The above being said, our various studies make clear across a host of outcomes that those who suffer health disadvantage from gentrification are people of color. The role of race and ethnicity in the gentrification process and related outcomes is noted in the works of Acolin et al. (Citation2022); Beck et al. (Citation2022); Hwang and Shrimali (Citation2022); López et al. (Citation2022); Versey (Citation2022); and Wang and Melton-Fant (Citation2022). While there is a growing body of work beyond this special issue tackling race and ethnicity in the role of gentrification (Boston, Citation2021; Dantzler, Citation2021; Rucks-Ahidiana, Citation2021), we need more studies to unpack how different gentrification processes impact racial and ethnic groups and communities in distinct ways. We also need more investigations to detail the racial components of gentrification to better understand the influence of discrimination, social exclusion, and antiblackness that might help explain why gentrification has distinct impacts and meanings for people of color.

Another important issue our studies highlight is the physical displacement of existing residents from gentrifying neighborhoods. Physical displacement’s centrality to the gentrification discourse dates back to Glass’s (Citation1955) original research; however, until recently most work has at best highlighted the indirect consequences of displacement, such as the weakening of community (Barton et al., Citation2022; Romero & Jaramillo, Citation2022) or anticipatory stress about displacement (Candipan et al., Citation2022; López et al., Citation2022; Schachner, Citation2022; Versey, Citation2022). This is mainly a product of data limitations that have stymied work on gentrification’s full effects on neighborhood well-being. However, two of our studies were able to utilize cutting-edge research to directly measure displacement’s consequences. Interestingly, each study has a different takeaway on displacement. On the one hand, Acolin et al. (Citation2022) found that a variety of health outcomes are worse for those who leave gentrifying neighborhoods than those who remain. On the other hand, Hwang and Shrimali (Citation2022) found that in the Bay Area of California, residents of both upper and lower SES were less likely to move into crowded housing in gentrifying areas compared to nongentrifying areas. As such, they do not find grounds for claiming that gentrification put low-income populations at greater risk of COVID-19 exposure from overcrowding. These studies encourage more focus on those who have been displaced from gentrifying areas.

The relationship between gentrification and health has had a growing place in the larger discussion on residential well-being in cities.
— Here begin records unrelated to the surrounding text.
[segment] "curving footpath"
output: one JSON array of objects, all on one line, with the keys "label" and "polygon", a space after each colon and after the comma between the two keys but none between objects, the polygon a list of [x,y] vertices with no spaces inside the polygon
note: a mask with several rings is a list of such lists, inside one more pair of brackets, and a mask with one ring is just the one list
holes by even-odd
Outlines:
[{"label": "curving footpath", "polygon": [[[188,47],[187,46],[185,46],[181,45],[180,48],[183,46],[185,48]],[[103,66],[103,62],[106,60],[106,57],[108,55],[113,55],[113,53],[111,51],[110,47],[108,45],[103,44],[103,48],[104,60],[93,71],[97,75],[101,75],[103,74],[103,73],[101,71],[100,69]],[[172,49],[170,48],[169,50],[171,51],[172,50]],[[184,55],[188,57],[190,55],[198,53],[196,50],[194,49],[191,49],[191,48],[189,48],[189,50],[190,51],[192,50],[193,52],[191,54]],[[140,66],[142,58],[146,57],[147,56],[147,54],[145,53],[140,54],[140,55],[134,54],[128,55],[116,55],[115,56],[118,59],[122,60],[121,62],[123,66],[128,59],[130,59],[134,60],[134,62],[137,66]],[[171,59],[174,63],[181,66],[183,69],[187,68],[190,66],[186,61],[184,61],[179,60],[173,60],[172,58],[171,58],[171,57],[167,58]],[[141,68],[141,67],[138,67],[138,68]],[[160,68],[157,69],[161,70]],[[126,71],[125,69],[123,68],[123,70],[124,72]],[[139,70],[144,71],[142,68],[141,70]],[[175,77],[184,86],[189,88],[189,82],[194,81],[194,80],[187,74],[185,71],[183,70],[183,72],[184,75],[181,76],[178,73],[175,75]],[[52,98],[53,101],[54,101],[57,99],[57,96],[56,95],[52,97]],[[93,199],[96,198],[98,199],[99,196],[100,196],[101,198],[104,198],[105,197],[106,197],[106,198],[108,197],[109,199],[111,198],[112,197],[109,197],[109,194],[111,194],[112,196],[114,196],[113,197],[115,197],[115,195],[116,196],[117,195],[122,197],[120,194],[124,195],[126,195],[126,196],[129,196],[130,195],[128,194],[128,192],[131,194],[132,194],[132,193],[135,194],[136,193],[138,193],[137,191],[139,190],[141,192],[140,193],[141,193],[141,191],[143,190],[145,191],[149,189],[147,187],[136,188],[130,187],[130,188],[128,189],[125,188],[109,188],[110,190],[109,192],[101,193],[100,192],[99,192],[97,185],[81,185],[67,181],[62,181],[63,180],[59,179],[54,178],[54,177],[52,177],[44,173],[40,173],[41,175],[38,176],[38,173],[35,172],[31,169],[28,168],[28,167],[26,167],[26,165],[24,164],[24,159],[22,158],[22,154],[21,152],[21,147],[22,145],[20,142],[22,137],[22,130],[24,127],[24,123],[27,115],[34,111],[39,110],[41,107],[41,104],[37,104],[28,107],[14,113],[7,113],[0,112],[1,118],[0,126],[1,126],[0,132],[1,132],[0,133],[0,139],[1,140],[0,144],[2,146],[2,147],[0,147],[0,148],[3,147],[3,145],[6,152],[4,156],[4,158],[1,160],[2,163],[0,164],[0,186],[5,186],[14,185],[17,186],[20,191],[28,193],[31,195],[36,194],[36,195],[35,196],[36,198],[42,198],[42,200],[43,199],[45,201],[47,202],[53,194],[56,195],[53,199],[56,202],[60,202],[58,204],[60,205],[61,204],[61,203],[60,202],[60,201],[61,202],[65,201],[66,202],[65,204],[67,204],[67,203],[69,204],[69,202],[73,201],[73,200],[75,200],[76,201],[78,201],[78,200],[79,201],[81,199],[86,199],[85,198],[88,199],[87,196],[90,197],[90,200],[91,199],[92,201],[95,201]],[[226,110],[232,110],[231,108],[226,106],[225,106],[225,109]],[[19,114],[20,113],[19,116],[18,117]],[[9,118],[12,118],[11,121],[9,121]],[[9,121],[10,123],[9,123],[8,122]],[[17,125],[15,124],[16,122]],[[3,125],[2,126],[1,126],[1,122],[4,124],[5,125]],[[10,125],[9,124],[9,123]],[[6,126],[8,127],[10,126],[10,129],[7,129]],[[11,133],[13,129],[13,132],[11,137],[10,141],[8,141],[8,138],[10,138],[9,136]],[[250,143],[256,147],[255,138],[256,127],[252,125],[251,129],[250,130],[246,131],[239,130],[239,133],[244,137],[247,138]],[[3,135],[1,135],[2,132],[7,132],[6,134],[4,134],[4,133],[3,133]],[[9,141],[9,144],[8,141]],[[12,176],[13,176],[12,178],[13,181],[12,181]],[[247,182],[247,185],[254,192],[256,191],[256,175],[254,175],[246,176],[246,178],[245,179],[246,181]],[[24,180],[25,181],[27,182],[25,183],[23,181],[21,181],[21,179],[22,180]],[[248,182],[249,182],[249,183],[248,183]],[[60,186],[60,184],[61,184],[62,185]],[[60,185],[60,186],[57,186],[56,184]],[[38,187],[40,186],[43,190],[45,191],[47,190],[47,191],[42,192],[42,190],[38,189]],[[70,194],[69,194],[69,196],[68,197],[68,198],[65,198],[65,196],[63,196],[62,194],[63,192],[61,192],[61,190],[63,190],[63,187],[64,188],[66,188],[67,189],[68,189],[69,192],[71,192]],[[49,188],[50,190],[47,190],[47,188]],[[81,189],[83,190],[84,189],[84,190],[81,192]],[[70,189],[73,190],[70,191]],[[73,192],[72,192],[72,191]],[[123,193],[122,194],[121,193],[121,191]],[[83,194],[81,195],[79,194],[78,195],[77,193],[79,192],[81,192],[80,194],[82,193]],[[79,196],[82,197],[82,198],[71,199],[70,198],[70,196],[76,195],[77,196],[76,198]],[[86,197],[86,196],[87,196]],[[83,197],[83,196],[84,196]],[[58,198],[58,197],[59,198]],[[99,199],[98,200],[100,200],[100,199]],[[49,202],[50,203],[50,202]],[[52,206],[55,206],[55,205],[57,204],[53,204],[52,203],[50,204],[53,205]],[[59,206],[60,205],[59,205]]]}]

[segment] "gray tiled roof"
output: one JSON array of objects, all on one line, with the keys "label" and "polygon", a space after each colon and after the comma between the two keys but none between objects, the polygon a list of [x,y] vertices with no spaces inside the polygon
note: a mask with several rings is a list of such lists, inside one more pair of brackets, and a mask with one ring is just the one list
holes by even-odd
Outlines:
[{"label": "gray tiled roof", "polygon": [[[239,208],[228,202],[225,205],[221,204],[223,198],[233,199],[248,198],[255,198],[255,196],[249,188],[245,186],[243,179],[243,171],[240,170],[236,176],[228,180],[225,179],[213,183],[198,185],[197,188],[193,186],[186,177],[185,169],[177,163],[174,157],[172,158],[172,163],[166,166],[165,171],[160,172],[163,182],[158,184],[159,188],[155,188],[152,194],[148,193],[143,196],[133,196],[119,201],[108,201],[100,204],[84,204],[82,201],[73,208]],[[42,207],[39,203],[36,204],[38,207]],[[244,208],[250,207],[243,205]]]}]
Building on this growth, this special issue has brought together a key group of studies that both highlight the current status of the field and chart future courses for research. The studies in this issue reaffirm the role gentrification has played in fostering health disparities for marginalized populations, especially African Americans. At the same time, however, these studies diverge regarding how, exactly, gentrification relates to health, revealing many different paths through which gentrification impacts neighborhoods—not all uniformly bad. Thus, there is still much work to be done with respect to what we mean when we say “gentrification,” with consequences for the kinds of effects it carries. This uncertainty is especially important if scholars, policymakers, and grassroots advocates are to devise ways to more effectively manage, and even harness, gentrification to benefit the well-being of historically marginalized populations (Romero & Jaramillo, Citation2022).

Disclosure Statement

No potential conflict of interest was reported by the author(s).